FrankfromPA is correct; there is a correlation between diseases, prevalent today, and which our ancestors rarely heard of, and our food. His observation that we are fatter than ever before is also correct.
While pictures of farms, with white fences and red barns, adorn our food packages, the reality is that machine farming, or the development of “agri-business,” has diminished the quality of the American diet. American consumers, who refuse to pay the real costs of food production, intensify the problem. They accept chemical concoctions sold as “food,” laden with salt, sugar and who knows what, then wonder why they are fat and spend millions on diet programs. They do not realize these concoctions are formulated specifically to defeat any attempt they might make to limit their consumption.
In order to buy food cheap, consumers support inhumane meat production, genetic modification of their foods, and use of pesticides and herbicides at toxic levels. In addition, the USDA, which oversees school lunches, meant to offer nutrition to the poor within the public school system, fails, as they do across the entire food delivery spectrum. They fail to safeguard the public because they are under extreme pressure by argi-business lobbyists to look the other way. This combination, desire for lots of food, at cheap prices, and a lack of government oversight, combines to create America’s deteriorating health conditions. This perfect storm has created our newborns born with toxins in their blood streams, grade school students with diabetes, severe allergies and autism, and fat, diabetic adults with high blood pressure and heart disease. Is it time for change? You betcha!
Cassandra is correct, when she spoke to the issue that public school lunches were intended to feed poor student and not to fill in for parents who can afford, but do not make time, to prepare healthy brown-bag lunches for their children. If those parents took responsibility for their own children’s healthy lunches, the schools might have more to spend on food for the disadvantaged.

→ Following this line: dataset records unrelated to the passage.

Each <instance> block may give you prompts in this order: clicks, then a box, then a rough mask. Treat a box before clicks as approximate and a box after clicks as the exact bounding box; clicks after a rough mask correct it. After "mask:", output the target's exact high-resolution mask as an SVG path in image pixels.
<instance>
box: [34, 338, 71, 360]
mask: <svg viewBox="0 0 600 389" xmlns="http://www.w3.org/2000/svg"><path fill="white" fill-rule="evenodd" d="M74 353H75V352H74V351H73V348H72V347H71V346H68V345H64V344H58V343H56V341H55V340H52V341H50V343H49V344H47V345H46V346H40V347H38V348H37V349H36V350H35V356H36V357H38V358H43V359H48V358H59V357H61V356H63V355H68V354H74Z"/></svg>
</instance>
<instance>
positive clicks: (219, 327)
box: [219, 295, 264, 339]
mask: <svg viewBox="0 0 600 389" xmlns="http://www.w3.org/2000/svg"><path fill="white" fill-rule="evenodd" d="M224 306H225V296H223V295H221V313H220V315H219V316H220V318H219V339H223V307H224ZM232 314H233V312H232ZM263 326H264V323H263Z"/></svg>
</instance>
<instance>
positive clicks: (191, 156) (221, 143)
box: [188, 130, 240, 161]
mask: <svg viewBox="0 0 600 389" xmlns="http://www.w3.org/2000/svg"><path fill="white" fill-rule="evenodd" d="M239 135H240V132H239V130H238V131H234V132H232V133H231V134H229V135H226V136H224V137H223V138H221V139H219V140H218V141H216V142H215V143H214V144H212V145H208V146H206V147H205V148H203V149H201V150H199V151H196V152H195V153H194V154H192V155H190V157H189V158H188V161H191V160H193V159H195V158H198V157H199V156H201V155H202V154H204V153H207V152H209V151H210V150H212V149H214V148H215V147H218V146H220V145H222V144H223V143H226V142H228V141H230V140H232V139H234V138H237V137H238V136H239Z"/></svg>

If Michelle Hays wants to make change happen, she cannot accept that parents need to believe, “there are limits to how much school lunch can change” and “it will never be organic; there will never be all fresh cooked foods.” Such thinking limits one to mediocrity. Change is happening. There are schools serving organic, fresh cooked. Are they rare? Yes, but they signal that change has begun. That is what American’s do. That is what parents do. We find a way to make a difference.
Changing school lunches will not happen overnight. Reaching consensus takes time and education. Educated to understand why change is necessary, because the quality and length of our lives depend upon it, and consensus to make it will happen.
Now there is a novel idea, schools could educate children and parents on the value of slow food, healthy eating habits, sustainable farming, paying farmers fair prices for wholesome food and using the power of their consumerism to make a difference.
Peanut Butter on whole grain bread
Granola
Banana
100% fruit juice
It's not expensive!
I don't remember that much about the food when I was in school.
I'm 52 now. That was a LONG time ago.
But I do remember ONE THING.
In 3rd grade, we got TEN WHOLE MINUTES to WOLF down our lunches at TOP SPEED and we were DASHED IN and OUT by the school to cope with the size of us versus the cafeteria size.
I remember my mother being SHOCKED that we had 10 minutes.
I remember mama fixing lots of lunches, brown paper bags. No wonder I don't remember the school food that much - she chose to fix my lunches most of the time, herself.